During a recent discussion with a VCE investor for a very successful NYC tech startup, I heard something that’s been echoed by nearly every business I’ve discussed customer service and client success with: that as the business scales, customer communication necessarily becomes less personal. The logic, as it was presented to me, is that it eventually becomes impossible to provide great customer service—the personalized responses, the follow-ups to inquiries, the going above and beyond the customer’s initial concern. I shared this with CircleBack‘s Customer Success team and, to them (and many currently successful companies like Google and ModCloth), that’s a bunch of bologna.

While I’m the first to admit that, as things scale the nature of client success changes, the idea that customer impersonality is a side effect of large business runs contrary to everything we know about customer retention, about customer service, and about organic PR (of which, obviously, customer service is roughly 100% responsible for).

Whether your business is just starting out or already has millions of customers, quality customer service rests on four pillars.

The 4 Pillars of Quality Customer Service:

  1. Providing timely (within 24 hours) responses to customer inquiries
  2. Responding with as near 100% accurate information as possible
  3. Treating client inquiries as if they are life or death, because, frankly, to clients, they are
  4. Going above and beyond with client services, whether that entails providing more than the requested information, researching information that does not necessarily pertain directly to your company, or finding creative solutions that don’t violate company policy but which ensures that the client feels they’ve received special treatment

It’s truly when these four elements are in harmony that your business is set up for client success, for retaining those who’ve already shown loyalty and commitment to your product. But how do you do it to scale, affordably?
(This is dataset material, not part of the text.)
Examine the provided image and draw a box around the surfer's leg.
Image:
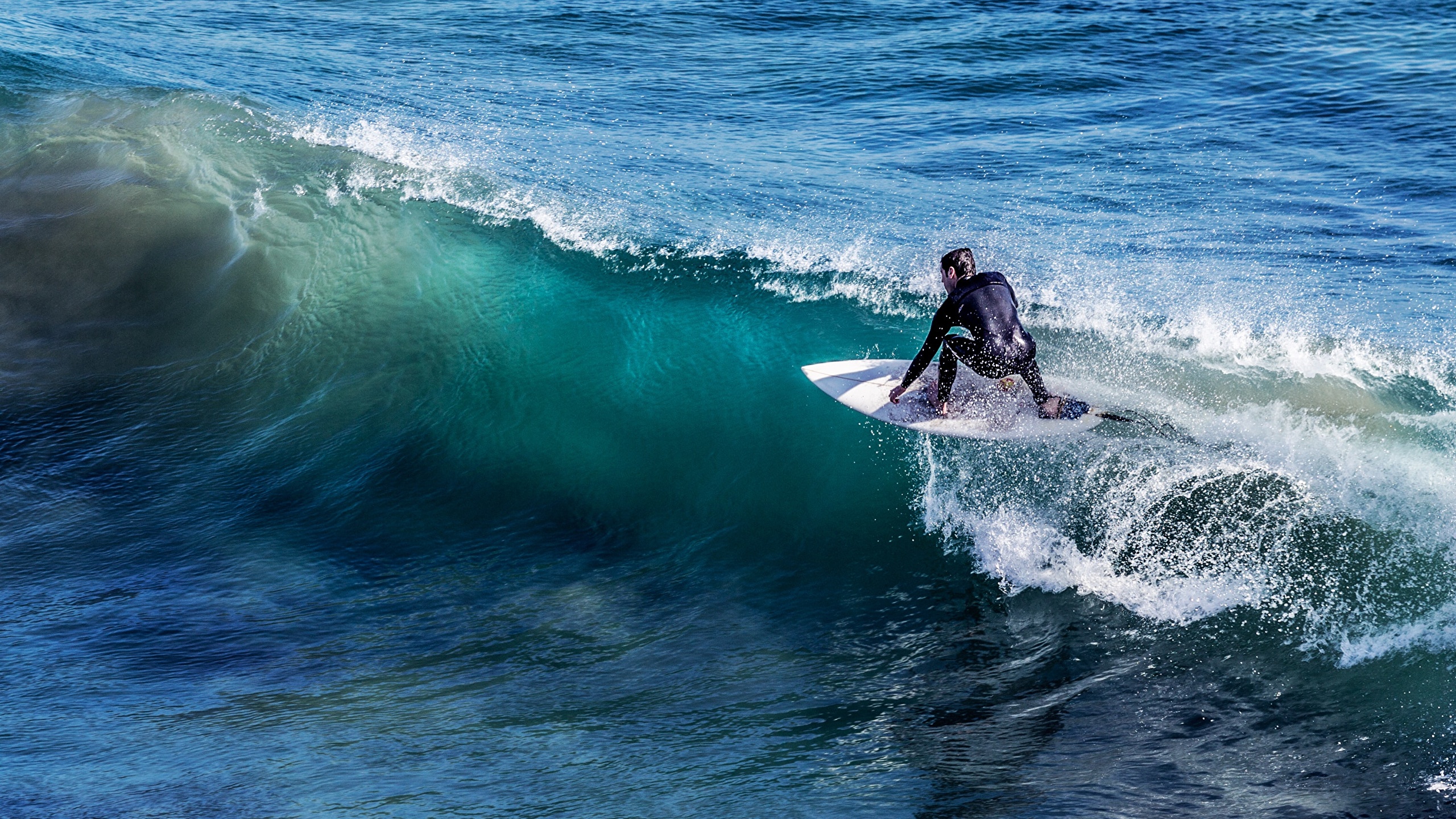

How to Improve Customer Service:

  • Develop modifiable templates to answer common questions while still retaining personality and consideration. If you’re a tech-specific company, make sure you have multiple versions of the templates ranging from explanations to the tech-literate to the computer illiterate.
  • If you have the resources, go big like Google in your customer care department.
  • Use a ticketing system that features timers and escalates problems that haven’t been resolved in whatever reasonable amount of time your business sees fit.
  • Consider an on-site, live chat function to respond to clients’ immediate problems.
  • Develop an extensive online knowledge base for your customers. Make it simple, obvious, and easy to use.
  • Value your client success team. They are not minimum-wage phone jockeys; they are product ambassadors whose job it is to step in when things aren’t going right. In this department, you get what you pay for 100% of the time.

Because retaining clients is so much cheaper than obtaining new ones, it’s absolutely crucial that you pay attention to the pillars of customer service. Get yourself a plan of attack that allows you the flexibility of your scaling company while still providing top-notch responses to your clients, and you’ll go far.

Did I forget anything? How do you go about making sure your clients succeed?